Das Portrait: Mutig und couragiert
■ Katharina Bennefeld-Kersten
Die Knastleiterin Katharina Bennefeld-Kersten wurde Opfer eines Geiselnehmers und soll nun zurücktreten Foto: dpa
Eine Freundin deutlicher Worte und klarer Absprachen ist die 48jährige Psychologiedirektorin Katharina Bennefeld-Kersten, die seit 1991 die Justizvollzugsanstalt Salinenmoor im Landkreis Celle leitet. Die 160 Bediensteten und auch die 220 männlichen Gefangenen in Salinenmoor können sich auf Zusagen ihrer energischen Chefin verlassen. Dabei ist sich die Diplompsychologin der Grenzen des Strafvollzugs durchaus bewußt. Schließlich kann sie auf fast 20 Jahre Erfahrung im Umgang mit schwierigen Gefangenen zurückblicken.

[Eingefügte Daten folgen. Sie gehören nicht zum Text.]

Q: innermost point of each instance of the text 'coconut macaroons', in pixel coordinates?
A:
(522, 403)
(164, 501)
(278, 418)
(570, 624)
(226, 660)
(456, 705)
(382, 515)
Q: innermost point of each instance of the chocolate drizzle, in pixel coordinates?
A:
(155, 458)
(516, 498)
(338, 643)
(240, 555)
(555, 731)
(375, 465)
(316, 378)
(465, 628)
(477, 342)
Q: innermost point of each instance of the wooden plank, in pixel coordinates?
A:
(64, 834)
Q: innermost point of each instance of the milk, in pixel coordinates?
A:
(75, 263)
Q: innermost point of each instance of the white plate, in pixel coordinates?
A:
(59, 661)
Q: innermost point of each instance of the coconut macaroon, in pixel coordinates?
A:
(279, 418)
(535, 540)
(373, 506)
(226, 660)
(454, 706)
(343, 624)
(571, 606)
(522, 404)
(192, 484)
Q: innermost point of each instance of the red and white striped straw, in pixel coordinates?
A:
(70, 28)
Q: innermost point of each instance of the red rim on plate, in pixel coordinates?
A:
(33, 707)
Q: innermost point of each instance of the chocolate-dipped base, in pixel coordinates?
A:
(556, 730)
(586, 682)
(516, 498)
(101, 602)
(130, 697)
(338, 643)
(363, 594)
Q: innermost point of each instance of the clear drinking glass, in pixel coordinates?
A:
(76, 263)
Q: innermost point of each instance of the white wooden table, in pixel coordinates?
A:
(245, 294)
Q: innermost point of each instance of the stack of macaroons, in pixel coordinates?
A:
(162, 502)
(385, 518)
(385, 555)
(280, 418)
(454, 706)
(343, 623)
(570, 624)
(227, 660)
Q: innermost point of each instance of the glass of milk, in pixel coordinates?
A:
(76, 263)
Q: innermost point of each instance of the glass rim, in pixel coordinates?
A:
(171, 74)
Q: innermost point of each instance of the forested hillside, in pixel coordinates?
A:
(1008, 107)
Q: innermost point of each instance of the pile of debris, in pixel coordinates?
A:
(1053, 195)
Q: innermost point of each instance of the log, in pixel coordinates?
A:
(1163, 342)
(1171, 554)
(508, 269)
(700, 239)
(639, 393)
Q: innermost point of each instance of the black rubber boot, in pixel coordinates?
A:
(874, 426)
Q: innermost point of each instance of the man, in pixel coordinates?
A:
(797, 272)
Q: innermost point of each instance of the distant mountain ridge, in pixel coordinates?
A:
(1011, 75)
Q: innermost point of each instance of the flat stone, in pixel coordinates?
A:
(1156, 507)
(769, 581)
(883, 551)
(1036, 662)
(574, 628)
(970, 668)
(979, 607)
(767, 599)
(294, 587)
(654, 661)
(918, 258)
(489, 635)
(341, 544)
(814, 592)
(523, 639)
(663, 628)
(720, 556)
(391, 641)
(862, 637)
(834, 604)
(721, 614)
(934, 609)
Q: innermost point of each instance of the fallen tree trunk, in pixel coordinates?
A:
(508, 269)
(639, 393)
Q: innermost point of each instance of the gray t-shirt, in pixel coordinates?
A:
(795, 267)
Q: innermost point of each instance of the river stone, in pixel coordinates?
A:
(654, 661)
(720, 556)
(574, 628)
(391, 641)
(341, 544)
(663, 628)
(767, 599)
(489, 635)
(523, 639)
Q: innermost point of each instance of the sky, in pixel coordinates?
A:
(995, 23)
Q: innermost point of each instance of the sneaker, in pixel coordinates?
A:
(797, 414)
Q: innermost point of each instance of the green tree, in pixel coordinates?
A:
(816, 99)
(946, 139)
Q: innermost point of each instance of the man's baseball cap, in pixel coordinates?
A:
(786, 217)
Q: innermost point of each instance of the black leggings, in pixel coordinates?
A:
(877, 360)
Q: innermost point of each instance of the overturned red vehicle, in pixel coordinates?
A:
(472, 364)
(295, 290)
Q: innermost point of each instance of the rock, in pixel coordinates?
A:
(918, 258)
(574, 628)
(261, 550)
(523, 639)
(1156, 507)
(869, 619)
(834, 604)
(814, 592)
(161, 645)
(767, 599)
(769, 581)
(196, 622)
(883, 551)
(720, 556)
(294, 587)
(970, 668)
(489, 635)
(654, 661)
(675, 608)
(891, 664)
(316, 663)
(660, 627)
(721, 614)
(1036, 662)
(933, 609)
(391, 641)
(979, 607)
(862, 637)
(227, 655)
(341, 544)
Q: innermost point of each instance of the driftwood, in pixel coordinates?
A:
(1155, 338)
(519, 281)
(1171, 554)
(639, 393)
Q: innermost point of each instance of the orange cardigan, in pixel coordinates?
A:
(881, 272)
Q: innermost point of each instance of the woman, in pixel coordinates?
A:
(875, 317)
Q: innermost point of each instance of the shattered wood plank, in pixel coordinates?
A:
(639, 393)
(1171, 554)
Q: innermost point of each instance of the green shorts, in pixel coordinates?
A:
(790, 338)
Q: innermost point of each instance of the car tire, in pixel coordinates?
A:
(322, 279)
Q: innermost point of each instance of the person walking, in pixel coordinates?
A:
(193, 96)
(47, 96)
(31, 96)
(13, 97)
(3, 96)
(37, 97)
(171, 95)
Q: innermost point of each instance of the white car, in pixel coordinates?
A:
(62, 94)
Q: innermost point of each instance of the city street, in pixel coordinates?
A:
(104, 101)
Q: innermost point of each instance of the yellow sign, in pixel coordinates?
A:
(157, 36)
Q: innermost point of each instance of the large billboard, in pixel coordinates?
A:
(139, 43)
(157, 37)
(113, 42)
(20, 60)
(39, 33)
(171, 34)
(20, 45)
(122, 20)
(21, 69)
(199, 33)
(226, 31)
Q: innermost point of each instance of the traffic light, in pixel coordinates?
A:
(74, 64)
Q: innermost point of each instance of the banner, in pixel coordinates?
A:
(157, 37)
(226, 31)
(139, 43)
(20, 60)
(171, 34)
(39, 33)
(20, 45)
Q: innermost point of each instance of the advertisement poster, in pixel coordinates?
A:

Katharina Bennefeld-Kersten hat am vergangenen Montag nicht gezögert, sich als Geisel im die Gewalt eines Mörders und Vergewaltigers zu begeben im Austausch für eine ihrer Bediensteten, eine 40jährige Sozialarbeiterin, die der Gefangene mit dem Messer bedroht und vergewaltigt hatte. Sie brachte sich freiwillig in Lebensgefahr, wurde selbst Opfer des wegen mehrfacher Vergewaltigung Vorbestraften und steht dennoch auch heute zu ihre Entscheidung. „Auch bei nachträglicher, sorgfältiger und selbstkritischer Bewertung war meine Vorgehensweise richtig“, erklärte die Anstaltsleiterin, als sie nach nur zwei Tagen Urlaub ihren Dienst wieder aufnahm.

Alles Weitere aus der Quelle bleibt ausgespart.